What this means is that, if \(p(x) = p(x')\), then with extremely high probability, \(p(Tx) = p(Tx')\). It might not be literally certain, but it’s sure enough.

Now, let’s say we’re in the macrostate \(y\). Then there is some macrostate \(y'\) which is extremely likely to be the next one. For very nearly all \(x\) so that \(p(x) = y\), we have \(p(Tx) = y'\). But this means that \(y'\) must have at least that many microstates representing it, since \(T\) is a bijection. So the entropy of \(y'\) can at most be a tiny bit smaller than the entropy of \(y\) - this difference would be as tiny as the fraction of \(x\) with \(p(Tx) \neq y'\), so we can ignore it.

So unless something super unlikely happens and \(p(Tx) \neq y'\), entropy goes up.

By the way, this also explains what goes wrong with time-reversibility, and why in reality, you can easily tell that a video is going backwards. The “highly probably dynamics” \(Y \to Y\), which takes each macrostate the the most probable next state, don’t have to be time-reversible. For instance, let’s return to the two-macrostate system above. Suppose that with 100% certainty, low-entropy states become high-entropy.
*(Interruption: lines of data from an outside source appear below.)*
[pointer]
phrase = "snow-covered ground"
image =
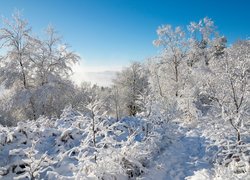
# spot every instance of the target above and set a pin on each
(131, 148)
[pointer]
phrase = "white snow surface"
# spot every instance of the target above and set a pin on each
(131, 148)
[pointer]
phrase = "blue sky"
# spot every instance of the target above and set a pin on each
(115, 32)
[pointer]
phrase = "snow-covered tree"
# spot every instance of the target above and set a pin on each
(132, 85)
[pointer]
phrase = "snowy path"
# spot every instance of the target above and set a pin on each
(184, 156)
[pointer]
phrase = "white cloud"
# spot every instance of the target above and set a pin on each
(100, 75)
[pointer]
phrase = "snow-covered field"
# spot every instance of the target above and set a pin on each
(131, 148)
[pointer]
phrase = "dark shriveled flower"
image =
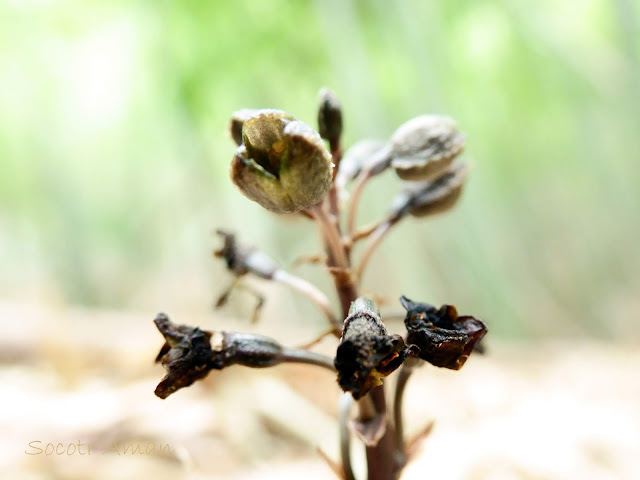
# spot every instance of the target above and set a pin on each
(425, 146)
(367, 352)
(282, 163)
(444, 338)
(190, 353)
(242, 259)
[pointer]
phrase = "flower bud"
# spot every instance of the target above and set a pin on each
(237, 121)
(444, 338)
(282, 164)
(422, 199)
(367, 352)
(242, 259)
(329, 116)
(425, 146)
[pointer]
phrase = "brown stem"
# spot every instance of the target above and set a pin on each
(346, 402)
(358, 188)
(375, 239)
(381, 464)
(334, 204)
(295, 355)
(403, 377)
(333, 241)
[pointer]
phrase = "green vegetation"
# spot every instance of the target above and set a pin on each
(114, 167)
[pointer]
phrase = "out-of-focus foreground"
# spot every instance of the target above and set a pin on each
(114, 174)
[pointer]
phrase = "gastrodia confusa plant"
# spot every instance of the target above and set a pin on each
(284, 165)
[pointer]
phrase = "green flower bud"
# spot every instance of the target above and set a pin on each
(237, 121)
(425, 146)
(329, 116)
(282, 163)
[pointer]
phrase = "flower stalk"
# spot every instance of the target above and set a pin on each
(284, 165)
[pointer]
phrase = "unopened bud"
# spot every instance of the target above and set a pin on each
(329, 116)
(424, 147)
(282, 164)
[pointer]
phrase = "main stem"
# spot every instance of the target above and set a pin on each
(381, 464)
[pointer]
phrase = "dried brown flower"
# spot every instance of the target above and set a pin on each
(190, 353)
(367, 352)
(444, 338)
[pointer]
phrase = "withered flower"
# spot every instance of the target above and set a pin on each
(425, 146)
(329, 116)
(282, 163)
(367, 352)
(242, 259)
(190, 353)
(444, 338)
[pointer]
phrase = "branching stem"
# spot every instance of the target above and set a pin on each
(296, 355)
(346, 402)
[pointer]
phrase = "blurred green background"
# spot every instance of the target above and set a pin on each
(114, 155)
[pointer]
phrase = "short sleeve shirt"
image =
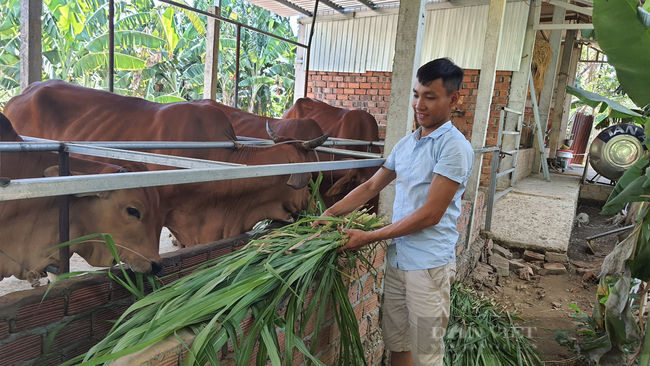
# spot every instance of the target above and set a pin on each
(415, 161)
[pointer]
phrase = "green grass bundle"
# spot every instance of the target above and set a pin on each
(274, 272)
(481, 334)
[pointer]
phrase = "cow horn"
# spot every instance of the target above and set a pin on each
(274, 136)
(312, 144)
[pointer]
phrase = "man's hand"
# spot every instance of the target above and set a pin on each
(356, 239)
(322, 222)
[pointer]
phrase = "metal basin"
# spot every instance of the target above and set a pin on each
(616, 149)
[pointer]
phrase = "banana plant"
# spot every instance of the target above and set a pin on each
(620, 338)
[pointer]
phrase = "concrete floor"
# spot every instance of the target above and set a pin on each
(537, 215)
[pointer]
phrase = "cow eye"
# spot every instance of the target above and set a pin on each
(133, 212)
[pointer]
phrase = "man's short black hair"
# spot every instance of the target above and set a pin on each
(442, 68)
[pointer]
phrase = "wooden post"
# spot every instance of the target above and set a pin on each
(299, 84)
(212, 55)
(31, 58)
(484, 101)
(519, 92)
(485, 91)
(558, 134)
(407, 60)
(549, 81)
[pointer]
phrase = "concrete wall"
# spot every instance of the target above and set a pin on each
(594, 194)
(370, 92)
(524, 166)
(466, 257)
(88, 303)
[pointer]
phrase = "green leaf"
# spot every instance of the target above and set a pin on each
(630, 175)
(126, 39)
(170, 30)
(633, 192)
(626, 42)
(168, 99)
(95, 61)
(594, 100)
(643, 16)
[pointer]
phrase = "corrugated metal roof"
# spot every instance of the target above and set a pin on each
(308, 5)
(367, 43)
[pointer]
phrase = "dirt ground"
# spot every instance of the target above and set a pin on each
(543, 302)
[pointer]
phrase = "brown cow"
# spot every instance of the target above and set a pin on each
(30, 228)
(341, 123)
(194, 213)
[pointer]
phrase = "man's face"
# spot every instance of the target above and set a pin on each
(432, 105)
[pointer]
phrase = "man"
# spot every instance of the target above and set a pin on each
(431, 166)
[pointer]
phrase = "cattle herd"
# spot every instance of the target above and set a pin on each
(194, 213)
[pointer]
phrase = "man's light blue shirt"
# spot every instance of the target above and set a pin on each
(416, 160)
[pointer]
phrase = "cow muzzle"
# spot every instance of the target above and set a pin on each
(157, 269)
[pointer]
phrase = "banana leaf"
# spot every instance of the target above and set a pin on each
(626, 42)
Let there be \(N_L\) low-entropy states and \(N_H\) high-entropy states. Then, just because \(T\) is a bijection, there must be \(N_L\) high-entropy states that become low-entropy. Now if \(N_H \gg N_L\), then practically all high-entropy states go to other high-entropy states. So \(L \mapsto H\) but \(H \mapsto H\).

Of course in reality, if you start with a low-entropy state and watch this unfold for a really long time, you’ll eventually see it become a low-entropy state again. It’s just extremely unlikely to happen in a short amount of time.

Entropy is not exactly your uncertainty about the microstate

The entropy of a given macrostate is the uncertainty about the microstate of an observer who knows only the macrostate. In general, you have more information than this. For example, if the system starts in a low-entropy state, and you let it evolve into a high-entropy state, you know that the system is in one of the very small number of high-entropy states which come from low-entropy states! But since you can only interact with the system on macroscales, this information won’t be useful.